Research Seminar on AI: Local Policy Search with Bayesian Gradient Estimates
- +49 241 80 92049
- E-Mail schreiben
Dienstag, 29.11.2022, 16.00 Uhr
Reinforcement learning aims to find an optimal policy by interaction with an environment. Consequently, learning complex behavior requires a vast number of samples, which can be prohibitive in practice. Nevertheless, instead of systematically reasoning and actively choosing informative samples, policy gradients for local search are often obtained from random perturbations. These random samples yield high variance estimates and hence are sub-optimal in terms of data-efficiency. Actively selecting informative samples is at the core of Bayesian optimization, which constructs a probabilistic surrogate of the objective from past samples to reason about informative subsequent ones. We are developing algorithms to join both worlds, utilizing a probabilistic model of the objective function and its gradient. Based on the model, the algorithm decides where to query a noisy zeroth-order oracle to improve the gradient estimates. The resulting algorithm is a novel type of policy search method with increased data-efficiency when compared to existing black-box algorithms.
Alexander is currently a PhD student at RWTH Aachen University.

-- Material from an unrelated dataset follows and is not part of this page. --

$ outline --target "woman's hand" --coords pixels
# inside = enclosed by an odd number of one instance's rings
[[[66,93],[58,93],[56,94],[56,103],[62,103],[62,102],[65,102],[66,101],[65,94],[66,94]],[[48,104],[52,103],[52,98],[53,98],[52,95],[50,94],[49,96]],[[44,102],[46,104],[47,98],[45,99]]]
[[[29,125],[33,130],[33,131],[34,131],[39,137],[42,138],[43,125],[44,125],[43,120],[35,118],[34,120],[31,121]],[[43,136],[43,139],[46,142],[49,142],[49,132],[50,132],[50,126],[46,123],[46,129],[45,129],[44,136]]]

His research is focused on data-efficient adaption of controllers (a.k.a. policies) to their environments.
The first part of his PhD took place at the Max Planck Institute for Intelligent Systems. In 2020 he moved together with his research group to the RWTH Aachen University building the new Institute for Data Science in Mechanical Engineering. He is also an associated student of the International Max Planck Research School for Intelligent Systems (IMPRS-IS).
Before joining the Max-Planck Institute he received a M.Sc. in Computer Science from the University of Lübeck and a B.Eng. in Electrical Engineering from the Berlin University of Applied Sciences and Technology.